Goldman sacks

26 Sep 2016 By Quentin Webb

An Asian cull makes Goldman Sachs look rattled. The U.S. bank is cutting nearly 30 percent of its investment-banking team in Asia outside of Japan, Reuters says. The region’s problems are familiar and longstanding: lumpy deal flow, fierce competition and skimpy fees. But Goldman’s pullback suggests the scandal over Malaysia’s disgraced 1MDB may have curbed its risk appetite too.

Goldman’s headcount for mergers and acquisitions, debt and equity capital markets will go from 300 to slightly more than 200 bankers, Reuters reported on Sept. 24, citing sources.

Fees from takeovers, loans, and bond and share sales are now rising year on year in the region, albeit after a difficult start, but the going remains tough for international banks. Chinese transactions make up a big slice of fees, but most of their business goes to domestic banks. Other regional players are also fighting back. And many Asian clients baulk at paying much, if anything, for advice. Thus fees on marquee transactions like flotations are far lower than on Wall Street.

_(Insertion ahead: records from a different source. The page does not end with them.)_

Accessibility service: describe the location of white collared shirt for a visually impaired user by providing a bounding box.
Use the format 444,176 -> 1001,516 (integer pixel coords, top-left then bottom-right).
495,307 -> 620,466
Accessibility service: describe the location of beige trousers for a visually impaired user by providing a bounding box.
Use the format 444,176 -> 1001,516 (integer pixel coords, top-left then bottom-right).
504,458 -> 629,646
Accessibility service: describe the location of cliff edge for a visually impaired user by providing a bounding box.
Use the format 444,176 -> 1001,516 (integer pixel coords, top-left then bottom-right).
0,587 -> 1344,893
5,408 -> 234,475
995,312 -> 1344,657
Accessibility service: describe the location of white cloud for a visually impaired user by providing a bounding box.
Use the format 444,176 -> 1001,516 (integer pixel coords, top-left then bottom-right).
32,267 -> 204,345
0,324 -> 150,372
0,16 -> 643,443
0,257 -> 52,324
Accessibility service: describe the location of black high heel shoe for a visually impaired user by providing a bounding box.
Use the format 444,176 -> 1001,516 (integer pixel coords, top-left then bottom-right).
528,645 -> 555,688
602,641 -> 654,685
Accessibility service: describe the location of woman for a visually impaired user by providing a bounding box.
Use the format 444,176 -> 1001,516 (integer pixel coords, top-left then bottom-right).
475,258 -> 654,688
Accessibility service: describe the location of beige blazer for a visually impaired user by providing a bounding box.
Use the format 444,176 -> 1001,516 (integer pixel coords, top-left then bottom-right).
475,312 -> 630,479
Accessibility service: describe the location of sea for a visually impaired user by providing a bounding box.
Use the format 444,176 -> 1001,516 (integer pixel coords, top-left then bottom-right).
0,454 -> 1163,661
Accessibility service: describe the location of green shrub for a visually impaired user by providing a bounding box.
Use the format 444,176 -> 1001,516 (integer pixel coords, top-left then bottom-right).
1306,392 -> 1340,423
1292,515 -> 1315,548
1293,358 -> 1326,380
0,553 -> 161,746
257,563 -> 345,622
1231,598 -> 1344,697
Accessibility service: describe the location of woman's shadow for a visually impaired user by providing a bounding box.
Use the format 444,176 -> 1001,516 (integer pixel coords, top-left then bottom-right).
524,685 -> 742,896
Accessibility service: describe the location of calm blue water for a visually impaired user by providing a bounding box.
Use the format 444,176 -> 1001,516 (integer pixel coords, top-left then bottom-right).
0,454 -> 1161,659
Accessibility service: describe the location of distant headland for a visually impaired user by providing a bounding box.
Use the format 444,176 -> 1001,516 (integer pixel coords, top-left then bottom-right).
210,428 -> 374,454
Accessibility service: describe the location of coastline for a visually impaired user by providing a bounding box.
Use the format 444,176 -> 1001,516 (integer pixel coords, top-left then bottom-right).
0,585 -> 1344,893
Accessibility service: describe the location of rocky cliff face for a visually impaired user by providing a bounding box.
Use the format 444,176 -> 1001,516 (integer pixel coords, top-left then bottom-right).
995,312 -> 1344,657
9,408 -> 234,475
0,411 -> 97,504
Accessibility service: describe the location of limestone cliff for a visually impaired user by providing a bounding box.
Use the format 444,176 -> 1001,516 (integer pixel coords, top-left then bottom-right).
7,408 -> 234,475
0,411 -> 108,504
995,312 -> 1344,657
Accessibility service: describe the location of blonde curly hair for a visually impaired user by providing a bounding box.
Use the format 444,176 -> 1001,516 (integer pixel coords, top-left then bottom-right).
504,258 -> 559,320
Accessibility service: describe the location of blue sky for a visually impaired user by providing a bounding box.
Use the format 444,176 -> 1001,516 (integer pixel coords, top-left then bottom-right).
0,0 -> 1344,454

On top of that, Goldman has had a wobble of its own. Its regional investment-banking fees crashed 46 percent in the first half, Thomson Reuters data shows, far underperforming a 10 percent drop across the market.

The pain appears concentrated in equity, as opposed to M&A – where Goldman is still a powerhouse – or bonds. Excluding onshore Chinese deals, Goldman fell to fourth from first place for regional equity and equity-related issues.

A few megadeals can make all the difference in investment banking. But the falloff in Goldman’s business is striking nevertheless. Goldman has been one of the most powerful and profitable foreign banks in the region, and a patient pioneer in advising China.

The widening scandal around 1MDB, once a lucrative bond-issuing client for Goldman, may help explain the timing of the adjustment. U.S. and other authorities are out for blood. The Justice Department says more than $3.5 billion was stolen from the sovereign fund. The episode must be consuming management attention at Goldman, and probably forcing the bank to be more selective about the deals it does do. In that context, patience is a virtue, but so is thrift.